Launching the Web Application from WTP
Now let's test the debugging functionality:
- Put a breakpoint in the servlet doGetMethod.
- Launch the application by right clicking on the project and executing "Debug As" (see Figure 10).
- Select "Debug on Server".
- If there is no option to use "Choose an existing server," use "Manually define a new server" only.
|Figure 10. Launching the Web Application: Launch the application by right clicking on the project and executing "Debug As".|
In the next page of the wizard screen, ensure that the project is showing up under "Configured projects". You can experiment with the debugging capabilities of WTP by placing breakpoints in JSPs or the servletor, for that matter, in any other code. If you encounter issues, you may need to relaunch after deleting the server shown in Figure 11. (You won't need it the first time.)
Eclipse will launch the browser and show the application in it. Depending on the breakpoint, Eclipse may go into the debug perspective. You can even set your breakpoints at runtime and see the effects. Alternatively, you can also launch using Run As→Run On Server in the same manner.
Verifying WTP and M2 Plugin Integration
Based on the output and debugging session, you can confirm whether or not the integration was successful.
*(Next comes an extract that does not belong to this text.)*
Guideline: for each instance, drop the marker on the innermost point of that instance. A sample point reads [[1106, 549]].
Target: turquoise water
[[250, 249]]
Note: Changes you make to the servlet, simple classes, and JSPs get dynamically reflected in the output because WTP is pushing all changes into the server. If you don't need this feature, feel free to stop the server, or delete the server from the server view discussed above. Running Maven goals of "package" does not affect this functionality in anyway. In fact, all other Maven goals can be executed in the same manner.
|Figure 11. Servers View: Launch the application by right clicking on the project and executing "Debug As".|
For Further Consideration
The M2Eclipse plugin not only works nicely, but it can also integrate well with WTP. However, this integration does require some configuration even for web application projects as simple as this example used in this article.
The following are some additional tips to keep in mind when integrating M2 and WTP with the techniques described in this article:
- There is no need to maintain the .classpath file, nor is there a need to use the eclipse:eclipse goal that was used previously with the Maven Eclipse plugin. The .classpath is much cleaner because the pom.xml is used as a valid metadata for understanding the individual jars. All the referenced jars from the repository don't show up in the .classpath.
- The key to doing a WTP and M2 integration is to understand folder structures, Java build path settings, and the file .settings/org.eclipse.wst.common.component.
- You can learn everything about the actual application that you deployed by examining the folder .metadata\.plugins\org.eclipse.wst.server.core\ inside the workspace. You will need to explore the subfolders to locate the actual location where the web application is being assembled when you execute "Run on Server". A close look at it reveals that the servlet-api jar and the JUnit jar are not inside the assembled application's WEB-INF/lib folder, because they had scopes of provided and test, respectively. The earlier builds of the M2 plugin had an issue in this regard.
- If you use Maven 2, you don't need MAVEN_HOME or any other environment variable except JAVA_HOME and the correct path. And you need those only for executing Maven 2 from the command line.
- The M2 plugin uses a component of Maven called Maven Embedder. Embedder has been used by the Maven command line interface (CLI) since version 2.1.
- You must use Maven from the command line as part of continuous integrations and a regular non-IDE based build process. When running Maven from the command line to build and deploy the web application into Tomcat, refer to the Maven 2 documentation and the Maven 2 book Better Builds with Maven.